2. Del Dios comunidad al hombre en relación. Dios no es un ser lejano, solitario y mudo, cerrado en el círculo hermético de un silencio eterno, sino que, por ser trino, es amor y alteridad. En términos de personalismo psicológico, explicaríamos el dogma trinitario así: El "Yo" del Padre, al comprenderse y reflejarse a sí mismo, engendra el "Tú" que es el Hijo; y del amor mutuo de ambos procede el "Nosotros", que es el Espíritu Santo, don y devolución de amor, comunicación y diálogo. Después, como consecuencia y porque la Trinidad ama al hombre que creó, abre y agranda el círculo, admitiéndonos en su órbita divina como hijos por medio de Cristo, su imagen visible y su revelador. Y el Dios que Jesús nos revela es cercano, compasivo y misericordioso; más todavía, es nuestro Padre.

Jesús nos reveló el misterio trinitario para que lo vivamos en la medida de nuestras posibilidades. Vivirlo es la mejor manera de entenderlo. Y se vive y se entiende, experimentando y vivenciando en la fe la relación filial con Dios por medio del Espíritu de Cristo que habita en nosotros.

En nuestra existencia cristiana han de combinarse vida y fe, oración y teología vivencial. No puede bastarnos saber cosas sobre Dios y hablar de él. Eso todavía no es fe. Hemos de llegar a encontrarnos y conversar con Dios mediante la oración y el diálogo personal. Esta es la vía evangélica que nos mostró Jesús: Primeramente, apertura y escucha de Dios y su palabra; después respuesta y oración, por ejemplo el Padrenuestro; y seguidamente, amor a nuestros hermanos los hombres porque Dios los ama como a hijos, se refleja en ellos, especialmente en los más pobres, y hace salir el sol cada mañana sobre todos y cada uno de ellos.

Así, la exacta valoración del hombre, de la vida y de las relaciones humanas surgirá de ese contacto vivo y personal con Dios por la fe y la oración. Porque nos sentimos amados de Dios, a nuestra vez podemos y debemos amar a los demás que también son hijos queridos de Dios, y por tanto hermanos nuestros. Dios uno y trino, que es amor comunitario, al introducirnos en su órbita nos enseña que la vida es amor compartido, comunión y diálogo.

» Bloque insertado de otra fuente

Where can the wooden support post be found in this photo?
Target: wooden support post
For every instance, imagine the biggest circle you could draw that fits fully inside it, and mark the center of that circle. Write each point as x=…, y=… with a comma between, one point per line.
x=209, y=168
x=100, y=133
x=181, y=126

En su discurso de despedida Jesús oró así al Padre: "Te ruego por los que crean en mí, para que sean uno, como tú y yo somos uno" (Jn 17,20). Comentando este texto, el concilio Vaticano II deduce el carácter comunitario de la vocación humana según el plan de Dios: "Cuando el Señor ruega al Padre que `todos sean uno como nosotros somos uno', abriendo perspectivas cerradas a la razón humana, sugiere una cierta semejanza entre la unión de las personas divinas y la unión de los hijos de Dios en la verdad y en la caridad. Esta semejanza demuestra que el hombre, única criatura terrena a la que Dios ha amado por sí misma, no puede encontrar su propia plenitud si no es en la entrega sincera de sí mismo a los demás" (GS 24,3).